I am one of 5 people in the group of 7 that took and passed the course in November 2016 so the information that follows is up to date and a fair reflection of what to expect when going through the process of converting over your qualifications from any other national system to the Swiss Snowsports system.
For those of you non ski instructors reading this blog, this may get a little nerdy.
The first part of the process is to fill in the form demanding an assessment of your qualifications. This form can be found HERE and it’s in French , German or Italian. If you can’t speak a second language and you cheated your way through the second language module in your home instructor system, you might struggle and I have no sympathy for you.

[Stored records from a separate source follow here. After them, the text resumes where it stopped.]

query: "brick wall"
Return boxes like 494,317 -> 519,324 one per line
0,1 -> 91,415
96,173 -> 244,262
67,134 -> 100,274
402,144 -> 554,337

The Swiss Snowsports system has levels as follows (the kids instructor is optional);
Kids instructor > Aspirant > Instructor > Brevet Federale
In terms of the qualifications that these equate to, I can only relate you to the British system. BASI 1 and 2 are worth nothing to the Swiss, the level isn’t good enough. If you have the British level 3, that equates to the ISIA stamp which is what the Swiss get when they get the Instructor qualification. If you apply with less than ISIA stamp, you will probably be asked to do the aspirant exam. The Swiss give the ISIA Card with the Brevet Federale, the British give it on completion of the Level 4 because of their ties to the Eurotest countries.
Once you have submitted your request, Swiss Snowsports will give you their decision and ask you to pay 270frs to see it. If you are happy to pay, they will send you a dossier with where they consider that you stand in their system and what to do next. Most people who are applying are ISIA qualified as a minimum and will be asked if they wish to book onto the International Equivalence course.
Depending on the qualification that you hold, you may have to attend a tourism and law course and maybe 1 day of the off-piste mountain safety course. Both of these will be in French, German or Italian. Normally these and the practical tests will be sufficient for the Swiss to issue you with the Instructor qualification. Sometimes this is called the ‘Patente’ but this is a Valais thing only and has a different issuing authority.
If you wish to continue with the system and get your Brevet Federale which allows you to teach off-piste and gives you the right of establishment of your own ski school then you have to go to Bern and sit a written test in French, German or Italian as well as defending a dissertation in front of a panel of experts, that you wrote and submitted previously.